Eastern Hancock senior set to graduate with college credits despite health struggles


Eastern Hancock High School senior Shelby Harris has a few health issues, including dealing with spina bifida, something she’s had since birth. But, she gets good grades and is heading to college. Tuesday, May 30, 2023.

Tom Russo | Daily Reporter

CHARLOTTESVILLE — Reading, writing and arithmetic are some of the core classes in education. However not all subjects click with all students no matter how hard some may try.

In just a few days, Shelby Harris will pick up her diploma from Eastern Hancock High School at 2 p.m. Sunday, June 4 during graduation and then head on to college where she plans to work on her culinary skills. Shelby wraps up her senior year heading to the next chapter of life with several college credits toward her future degree after years of pushing forward despite health issues that have affected her school work.

While Shelby has been able to earn mostly A’s and B’s, with a few C’s sprinkled in while in high school, reading has always been a huge obstacle due to health challenges, some associated with a severe form of spina bifida, something Shelby has had since birth.

Spina bifida is a defect in which an area of the spinal column doesn’t form properly. While Shelby noted she does have a severe form of the birth defect, she doesn’t let it keep her from getting around or striving for the best in her school work. Shelby’s reading comprehension is something she’s worked hard at in order to progress and be a typical high school student.

“For some reason, I have a hard time processing what I read,” Shelby said. “I sometimes have to read things several times just to understand it and most of my reading issues happen when I’m at school for some reason.”

In order to wrap up her high school career and prepare for the future of taking more classes at Ivy Tech, Shelby took charge of her studies this year.

“Heading into my senior year, I just decided to ask for help, and it’s really made a difference because I’ve done better,” she said.

That included things like asking to leave a room and find a more quiet place when things became too loud for her to concentrate.

“I would either go to a different room, the library or just go sit in the hall and read and it helped, but sometimes if I couldn’t concentrate, I’d have to do something else and come back to it and refocus later,” Shelby said.

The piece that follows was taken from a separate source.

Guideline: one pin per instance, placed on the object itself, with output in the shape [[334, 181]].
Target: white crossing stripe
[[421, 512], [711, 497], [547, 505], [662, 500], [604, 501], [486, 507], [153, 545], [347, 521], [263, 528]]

One of Shelby’s teachers, Shantelle Ebbert, said despite Shelby having challenges with her health and mobility, Shelby is known as a hardworking, bright student who approaches challenges head on and with a positive attitude.

“Shelby exhibits great leadership skills in her interactions with others, and she has persevered through not only her classes at Eastern Hancock High School, but also in the Culinary Arts program at the New Castle Vocational school where she attends half day,” Ebbert told the Daily Reporter. “Shelby does not back down from a challenge, but works to overcome obstacles that are in her way.”

Ebbert went on to say how, “it’s been a pleasure working with Shelby and watching her grow in all aspects of her education.”

Shelby noted much of her success is due to the support of her teachers and family who have given her encouragement to overcome the physical and educational challenges.

“My mom has really helped me with my reading and has even read things to me to help make sure I understood,” Shelby said. “But, I think the real key was just letting everyone know I needed some help.”

Shelby’s mother, Lynette Harris, said she could not be more proud of what her daughter has accomplished, not only earning good grades, but making the decision to move on to college and chase her dreams of becoming a baker.

“I’m very proud of her,” her mother said.

Shelby admits her senior year has been the hardest by far because she’s taken more difficult classes and has been more outgoing as she’s grown up.

“I’ve noticed I have struggled a lot more this year, even having to re-read things six or seven times just to understand it, but I’ve just done it and moved on,” she said.

Shelby noted many teachers have helped her reach her goal of graduation and moving on, including her chemistry teacher, Lauri Johnson, who Shelby said has been patient and worked with her when the reading issue have popped up.

“She can tell when I’m struggling and she helps me,” Shelby said. “It’s so good to have that support because most people don’t understand what I’m going through and what having this issue is like.”

Not unlike most seniors, Shelby says she’s ready to be done with high school and move on to the next phase of life. She’s proud of the fact she’ll graduate her culinary class at New Castle, taught by officials from Ivy Tech, and then head on to Ivy Tech college classes as a sophomore.

“I shouldn’t have to take many more classes there, but I plan on taking as many classes as I can and working while I’m in college,” she said. “I’m thinking of someday owning my own business.”

The biggest lesson Shelby said she’s taken away from high school is something she’d like to pass on to other students.

“If you are struggling with something, don’t be afraid to ask for help because there are people at Eastern Hancock who can help you, and don’t feel embarrassed about asking,” Shelby said.

Someday, Shelby said, she just might be one of those people who reads for pleasure, but for now with a large part of her reading, writing and arithmetic behind her, about the only things she wants to read in the near future are books and papers filled with great recipes.

“I’m just really ready to be done with high school and to move on and do some baking,” Shelby said.

When asked her favorite thing to bake, Shelby paused, then laughed and said, “chocolate chip cookies.”